Living Karma Yoga in a Spiritual Community
- Apr 26
- 4 min read
I often encounter visitors asking me about Karma Yoga — the yoga of selfless action — and what it feels like to live it rather than simply practice it. This is my experience.
In the beginning of my time in Divinya, I did not perceive Karma Yoga in the community as what I understood later, ‘a way of life’. It started as part of the daily rhythm — a time when I would step out of my personal plans and do something for the common good. A defined time to serve, to contribute, to act beyond personal needs. At that stage, my perception was simple: there was me, and there was the world. My time, my interests, my direction. Then, during Karma Yoga, I would include others for a while. It was something I did, not something I lived.
This separation didn’t disappear all at once. It started to shift in small, ordinary moments.

It begins in small moments
A simple example is doing laundry. I would go there with a clear intention: finish what is mine and move on. In my head, I already had the next thing waiting — what I wanted to do, where I wanted to go. Then I would notice the space. The laundry room was not clean, things were out of place. My first impulse was always the same: this is not my business. I would think someone else should take care of it. I had other things to do. And many times, I would leave.
At some point, this began to change. Not because I forced myself, but because something in the way I was seeing the situation shifted. Instead of asking ‘is this my responsibility?’ it became more like: ‘this needs to be taken care of.’ That was enough to stay.
No longer choosing for myself alone
Before, I would choose based on personal convenience, like or dislike — what I felt like doing, what fit my plan, what belonged to me. If something was outside of my comfort zone, I would easily ignore it. Now the basis of my choices has changed. What is around me is no longer completely separate. The space, the people, the environment began to be included in how I decide.
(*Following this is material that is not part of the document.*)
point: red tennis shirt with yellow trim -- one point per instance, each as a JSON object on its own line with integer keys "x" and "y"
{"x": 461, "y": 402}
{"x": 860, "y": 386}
Now, what drives my choices, if not my personal preference? When there are many things to do, I make a little plan and include what is needed and carry it forward as part of the day – a contribution to the collective effort. Other times a community member shares their plan, seeking support. Then I would follow such initiatives and pause my tasks to lend a helping hand. Other times there is no plan, there is space, and I act immediately. I see something, and I take care of it. There is not much thought behind it. The action is direct. Both ways exist – planning and immediate action – and both are part of this shift: experiencing Karma Yoga as a way of life.
Beyond duty
There is a clear difference between doing something out of duty and acting from genuine care. When it is duty, there is always something behind it: ‘I will do this, then I will go back to what I really want.’ There is a sense of postponing myself. The other way feels different. There is a sense of being present, acting calmly, taking care of what is there, without much thinking. No rush, no inner complaint. Just doing what feels needed and moving on. The idea of “what I get from this” becomes unimportant.

When space becomes personal
One of the strongest changes in living Karma Yoga in Divinya, is in how space is experienced. Before, there was a clear boundary: this is mine, and everything else is not. Because of that, many things felt distant. If something was not directly connected to me, I did not feel involved.
There were also moments of resistance. I remember situations where I did not want to act at all. In my head, it was: ‘this is not my business, this space is messy, someone else should fix it.’ And at that time, it really felt true.
Over time, I started to see spaces differently. Living in Divinya nurtured this shift – through daily life with the Sangha and the presence of the Master Guruji Sri Vast, something in me began to transform. I was no longer just passing through a space. I had become part of it.
From observing to participating
Before, when I was walking through a space, I could appreciate it. I could think, ‘this is beautiful’, and even understand the idea of being part of it. But it stayed mostly in the mind.
Now, it is more practical. Instead of observing from the outside, I feel it from the inside – the present moment alive in me, as part of me. I feel responsible, and responding becomes natural.
Caring is no longer limited to specific tasks – it extends to whatever is present at that moment. The sense of duty dissolves and genuine care takes its place. Even if the task belongs to someone else, if I see a need, I respond. In the same way as if my right hand hurts, my left hand responds.
No longer separate
Before, my idea of life was about doing something good for the world: helping, contributing, creating something meaningful. But it was still centered around me doing it – me as something separate from what I am helping.
Now it feels different. The boundary between me and the world is dissolving. The community, the space, the life around me are no longer something I contribute to — they are part of me, and I am part of them. From there, care arises naturally. Not as duty, not as purpose, but as life itself. That is what Karma Yoga means to me.